What happens when several waves heading in the same direction overlap? As with waves of water, overlapping strengthens and weakens waves of light, creating new patterns. We call this phenomenon "interference." Soap bubbles glimmer because light waves reflected from the back and front surfaces of the bubble interfere with one another, thus concentrating the light. When all the necessary conditions are in place, the light waves create beautiful figures as pictured.
Dr. Thomas Young (1773-1829), an English physicist, confirmed through tests that light waves cause interference. Dr. Young used a screen to confirm the interference pattern consisting of bright fringes and dark fringes that resulted when light from one source was split into two light waves with the same wavelength, which were then made to overlap. Interfering in phase causes brightness, while interfering out of phase causes darkness. Two waves interfering with one another are called "coherent."
Waves that do not interfere in this way are "incoherent." Dr. Young used light from the same source, so he was able to reproduce a coherent state. With a soap bubble, there is interference between countless light waves, but the person creating the soap bubble may see the bubbles in an incoherent state, with no color at all. Incidentally, lasers emit coherent light.

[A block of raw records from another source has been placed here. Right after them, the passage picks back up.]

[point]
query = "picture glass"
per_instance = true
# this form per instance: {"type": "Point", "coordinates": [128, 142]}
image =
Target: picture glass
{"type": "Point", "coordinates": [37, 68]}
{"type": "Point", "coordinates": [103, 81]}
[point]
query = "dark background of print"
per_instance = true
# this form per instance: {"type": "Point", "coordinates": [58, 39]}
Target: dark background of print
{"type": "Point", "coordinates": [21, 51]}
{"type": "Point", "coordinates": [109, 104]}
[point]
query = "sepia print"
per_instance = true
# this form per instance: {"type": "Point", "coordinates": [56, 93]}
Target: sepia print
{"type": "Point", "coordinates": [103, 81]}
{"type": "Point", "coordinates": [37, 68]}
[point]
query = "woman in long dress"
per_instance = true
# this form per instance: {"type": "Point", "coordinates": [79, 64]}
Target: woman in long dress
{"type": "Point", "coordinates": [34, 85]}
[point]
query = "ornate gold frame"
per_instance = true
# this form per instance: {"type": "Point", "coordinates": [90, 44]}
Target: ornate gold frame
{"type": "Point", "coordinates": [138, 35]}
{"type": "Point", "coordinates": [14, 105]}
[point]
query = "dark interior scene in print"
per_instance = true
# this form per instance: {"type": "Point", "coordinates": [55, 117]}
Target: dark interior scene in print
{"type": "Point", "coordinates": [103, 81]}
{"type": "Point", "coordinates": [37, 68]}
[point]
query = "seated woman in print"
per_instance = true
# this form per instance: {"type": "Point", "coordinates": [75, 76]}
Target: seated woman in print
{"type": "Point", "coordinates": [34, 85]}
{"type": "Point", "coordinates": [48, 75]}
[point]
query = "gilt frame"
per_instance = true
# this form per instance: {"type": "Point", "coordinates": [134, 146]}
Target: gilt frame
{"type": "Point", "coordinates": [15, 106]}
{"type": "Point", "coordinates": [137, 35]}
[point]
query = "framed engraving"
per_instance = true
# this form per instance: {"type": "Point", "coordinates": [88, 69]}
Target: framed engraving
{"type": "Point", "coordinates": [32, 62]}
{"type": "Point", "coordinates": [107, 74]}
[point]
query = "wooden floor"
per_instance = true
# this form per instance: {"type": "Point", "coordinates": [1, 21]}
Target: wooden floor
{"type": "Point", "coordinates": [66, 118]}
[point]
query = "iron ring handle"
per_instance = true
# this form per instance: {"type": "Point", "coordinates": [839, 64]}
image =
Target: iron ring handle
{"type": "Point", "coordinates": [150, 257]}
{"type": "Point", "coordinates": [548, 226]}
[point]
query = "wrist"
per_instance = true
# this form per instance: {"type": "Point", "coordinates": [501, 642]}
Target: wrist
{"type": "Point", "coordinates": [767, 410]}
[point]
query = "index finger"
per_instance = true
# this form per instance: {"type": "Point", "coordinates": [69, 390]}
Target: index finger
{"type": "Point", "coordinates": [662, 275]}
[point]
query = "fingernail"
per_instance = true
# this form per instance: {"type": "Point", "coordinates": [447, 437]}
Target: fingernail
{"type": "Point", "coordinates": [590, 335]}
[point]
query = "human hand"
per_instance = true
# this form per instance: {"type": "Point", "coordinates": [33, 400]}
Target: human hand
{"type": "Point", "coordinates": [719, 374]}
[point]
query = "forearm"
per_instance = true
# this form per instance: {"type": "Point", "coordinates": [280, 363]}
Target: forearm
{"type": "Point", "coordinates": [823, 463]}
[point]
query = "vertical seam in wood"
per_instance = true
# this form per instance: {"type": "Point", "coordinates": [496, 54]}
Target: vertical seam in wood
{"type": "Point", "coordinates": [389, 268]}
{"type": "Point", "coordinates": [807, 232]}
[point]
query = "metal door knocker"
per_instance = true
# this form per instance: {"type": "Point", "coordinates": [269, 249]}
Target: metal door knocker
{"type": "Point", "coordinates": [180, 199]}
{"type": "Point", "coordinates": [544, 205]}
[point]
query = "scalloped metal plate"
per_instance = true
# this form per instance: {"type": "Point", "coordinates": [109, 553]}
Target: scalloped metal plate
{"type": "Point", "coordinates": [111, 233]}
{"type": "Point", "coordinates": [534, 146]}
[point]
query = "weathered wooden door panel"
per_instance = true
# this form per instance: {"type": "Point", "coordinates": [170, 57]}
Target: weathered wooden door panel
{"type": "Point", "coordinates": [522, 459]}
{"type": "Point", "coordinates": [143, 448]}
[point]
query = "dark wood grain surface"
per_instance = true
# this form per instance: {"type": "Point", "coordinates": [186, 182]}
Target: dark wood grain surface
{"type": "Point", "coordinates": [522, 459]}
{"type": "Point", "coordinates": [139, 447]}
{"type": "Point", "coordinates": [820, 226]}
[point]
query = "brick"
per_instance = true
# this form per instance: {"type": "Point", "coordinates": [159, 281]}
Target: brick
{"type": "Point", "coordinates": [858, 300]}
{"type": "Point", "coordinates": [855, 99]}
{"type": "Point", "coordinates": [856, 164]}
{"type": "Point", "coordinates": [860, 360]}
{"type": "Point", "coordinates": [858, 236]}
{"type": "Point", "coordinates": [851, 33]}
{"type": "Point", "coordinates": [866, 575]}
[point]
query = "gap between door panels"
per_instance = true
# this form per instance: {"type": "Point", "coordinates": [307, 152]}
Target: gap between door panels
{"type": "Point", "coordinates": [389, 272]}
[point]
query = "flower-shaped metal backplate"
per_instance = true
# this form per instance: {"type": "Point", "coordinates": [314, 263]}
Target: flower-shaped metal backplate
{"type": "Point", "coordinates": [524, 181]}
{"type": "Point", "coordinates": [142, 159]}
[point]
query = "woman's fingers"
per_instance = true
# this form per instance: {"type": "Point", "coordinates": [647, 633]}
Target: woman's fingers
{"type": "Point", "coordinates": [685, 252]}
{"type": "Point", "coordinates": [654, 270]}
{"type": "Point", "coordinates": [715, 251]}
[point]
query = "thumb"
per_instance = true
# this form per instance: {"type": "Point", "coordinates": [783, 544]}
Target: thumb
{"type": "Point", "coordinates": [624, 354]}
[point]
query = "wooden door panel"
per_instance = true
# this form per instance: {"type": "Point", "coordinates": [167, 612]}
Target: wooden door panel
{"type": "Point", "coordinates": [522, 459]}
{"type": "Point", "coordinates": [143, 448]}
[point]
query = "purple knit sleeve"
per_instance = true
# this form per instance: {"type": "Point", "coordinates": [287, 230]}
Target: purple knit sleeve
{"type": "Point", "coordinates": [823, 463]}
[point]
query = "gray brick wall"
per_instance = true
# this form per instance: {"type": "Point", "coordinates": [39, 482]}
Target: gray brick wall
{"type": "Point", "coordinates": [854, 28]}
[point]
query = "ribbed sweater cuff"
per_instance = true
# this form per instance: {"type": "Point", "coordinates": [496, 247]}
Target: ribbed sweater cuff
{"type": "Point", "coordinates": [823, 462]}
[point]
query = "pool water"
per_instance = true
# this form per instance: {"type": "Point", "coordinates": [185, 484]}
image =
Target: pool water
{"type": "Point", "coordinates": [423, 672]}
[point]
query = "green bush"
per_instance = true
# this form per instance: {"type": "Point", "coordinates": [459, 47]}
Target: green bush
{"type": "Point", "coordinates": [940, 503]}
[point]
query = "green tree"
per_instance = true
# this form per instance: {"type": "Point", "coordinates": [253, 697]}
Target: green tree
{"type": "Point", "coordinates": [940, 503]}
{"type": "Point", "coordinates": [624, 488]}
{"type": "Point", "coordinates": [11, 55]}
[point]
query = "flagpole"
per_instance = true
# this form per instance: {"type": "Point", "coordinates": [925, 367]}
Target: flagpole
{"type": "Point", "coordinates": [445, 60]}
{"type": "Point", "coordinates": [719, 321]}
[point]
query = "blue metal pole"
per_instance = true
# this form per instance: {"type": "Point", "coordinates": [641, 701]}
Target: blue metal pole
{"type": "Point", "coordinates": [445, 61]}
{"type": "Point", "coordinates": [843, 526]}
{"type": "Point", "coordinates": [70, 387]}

Coated lens surfaces and greasy water surfaces show us the colors of rainbows. This is because of light interference. Lens coating, using a thin, transparent film, is designed to decrease reflections while increasing transparent light. This film is designed by calculating the appropriate thickness and refractive index to ensure that light of a specific wavelength (the design wavelength) reflected from the surface of the film and light reflected from the border between the film and the glass interfere and neutralize one another. However, it is not always possible to guarantee zero-percent reflection of light with wavelengths different from the design wavelength. The eye therefore perceives these light waves as purplish reds and blues. Although the physical conditions are different, the colors you can see on a thin film of oil floating on a surface of water are also the result of mutually interfering light waves.
Holography uses light to create what seems like a three-dimensional image of an object. You often find some wonderful examples at art exhibitions and museums. Holography takes advantage of the diffraction and interference of light. There are several ways to create holograms, but the most common is using the laser, which generates coherent light.
Holograms are created by dividing a laser beam in two using a beam splitter, illuminating an object with one of the divided beams, and simultaneously illuminating a dry photographic plate with the light reflected from the object (diffracted light) and the light from the second divided beam (reference light) at an angle. The diffracted and reference light interfere with one another to make an interference pattern. The recorded pattern is the hologram. When the hologram is illuminated using a laser at the same angle as the reference light, the pattern diffracts the laser light, reproducing the image. As shown in the image below, some kinds of hologram reproduce the actual image and the virtual image.